Hyundai Heavy Industries, the world's largest shipbuilder, has set its revenue target from shipbuilding orders for this year at $9.35 billion, down 4.7 percent from last year's $9.81 billion. Its shipbuilding division targets $4.45 billion in new-ship orders, which is a whopping 34.5 percent drop from the $6.8 billion last year that was the largest figure in world shipbuilding history.
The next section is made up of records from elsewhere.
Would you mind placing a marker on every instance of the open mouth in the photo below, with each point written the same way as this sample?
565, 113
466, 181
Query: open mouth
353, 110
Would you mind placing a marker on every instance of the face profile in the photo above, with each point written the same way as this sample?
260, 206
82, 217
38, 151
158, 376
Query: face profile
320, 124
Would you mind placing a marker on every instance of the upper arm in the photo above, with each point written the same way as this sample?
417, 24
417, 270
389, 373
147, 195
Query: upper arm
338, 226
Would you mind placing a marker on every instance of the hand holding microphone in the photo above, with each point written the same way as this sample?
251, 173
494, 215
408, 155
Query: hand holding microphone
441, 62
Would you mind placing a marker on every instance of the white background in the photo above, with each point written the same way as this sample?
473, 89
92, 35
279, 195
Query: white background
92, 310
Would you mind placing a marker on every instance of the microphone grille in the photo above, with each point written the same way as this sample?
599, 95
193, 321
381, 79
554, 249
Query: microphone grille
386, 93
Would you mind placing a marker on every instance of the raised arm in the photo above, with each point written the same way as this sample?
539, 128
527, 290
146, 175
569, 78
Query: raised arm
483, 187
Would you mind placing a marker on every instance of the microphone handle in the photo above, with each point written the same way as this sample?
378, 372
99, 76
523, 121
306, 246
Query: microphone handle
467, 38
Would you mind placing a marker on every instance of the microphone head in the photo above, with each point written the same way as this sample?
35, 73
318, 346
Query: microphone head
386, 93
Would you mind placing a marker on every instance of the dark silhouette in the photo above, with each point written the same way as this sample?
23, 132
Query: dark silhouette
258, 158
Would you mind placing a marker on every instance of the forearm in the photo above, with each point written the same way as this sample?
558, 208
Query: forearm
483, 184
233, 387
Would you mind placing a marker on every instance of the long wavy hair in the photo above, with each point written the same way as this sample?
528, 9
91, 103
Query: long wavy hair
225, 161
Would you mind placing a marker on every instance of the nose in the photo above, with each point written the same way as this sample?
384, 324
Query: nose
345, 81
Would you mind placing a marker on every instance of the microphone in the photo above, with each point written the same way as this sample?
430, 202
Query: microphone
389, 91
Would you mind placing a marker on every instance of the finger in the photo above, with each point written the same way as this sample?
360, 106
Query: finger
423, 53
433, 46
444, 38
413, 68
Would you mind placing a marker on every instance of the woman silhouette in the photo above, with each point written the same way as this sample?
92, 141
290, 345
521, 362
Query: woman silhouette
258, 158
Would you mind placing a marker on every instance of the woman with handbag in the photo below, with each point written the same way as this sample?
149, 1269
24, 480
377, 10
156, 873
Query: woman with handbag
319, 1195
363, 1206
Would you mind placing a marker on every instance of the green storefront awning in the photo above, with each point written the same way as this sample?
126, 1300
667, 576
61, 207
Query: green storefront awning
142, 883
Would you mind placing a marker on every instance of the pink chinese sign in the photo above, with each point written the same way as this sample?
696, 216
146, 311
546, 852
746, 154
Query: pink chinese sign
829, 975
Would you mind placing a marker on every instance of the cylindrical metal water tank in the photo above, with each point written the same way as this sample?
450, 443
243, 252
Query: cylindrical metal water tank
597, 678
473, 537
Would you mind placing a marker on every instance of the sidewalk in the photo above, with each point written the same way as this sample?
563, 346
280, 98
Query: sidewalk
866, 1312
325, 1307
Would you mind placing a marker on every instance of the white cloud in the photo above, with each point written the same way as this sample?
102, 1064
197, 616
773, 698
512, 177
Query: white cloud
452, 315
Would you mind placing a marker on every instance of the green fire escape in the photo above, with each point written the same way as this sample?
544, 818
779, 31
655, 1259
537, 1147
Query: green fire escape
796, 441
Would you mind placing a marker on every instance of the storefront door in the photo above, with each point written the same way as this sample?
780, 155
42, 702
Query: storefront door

Samsung Heavy Industries, which replaced Daewoo Shipbuilding & Marine Engineering as the world's No.2 shipbuilder last year with an order volume of more than $6 billion, has scaled down its revenue target for this year to $3.5 billion. Samsung's order target for offshore facilities surged more than 40 percent from $700 million to $1 billion, but its new ship order target of $2.5 billion represents a drop of more than 50 percent. Similarly, Hanjin Heavy Industries has cut its ship orders goal for 2004 to $700 million from last year's $1.5 billion. Daewoo Shipbuilding, however, slightly increased its new orders target from $4.23 billion to $4.28 billion. Daewoo raised its ship orders target 12 percent to $3.58 billion, although its estimate for offshore facilities fell 32 percent to $700 million.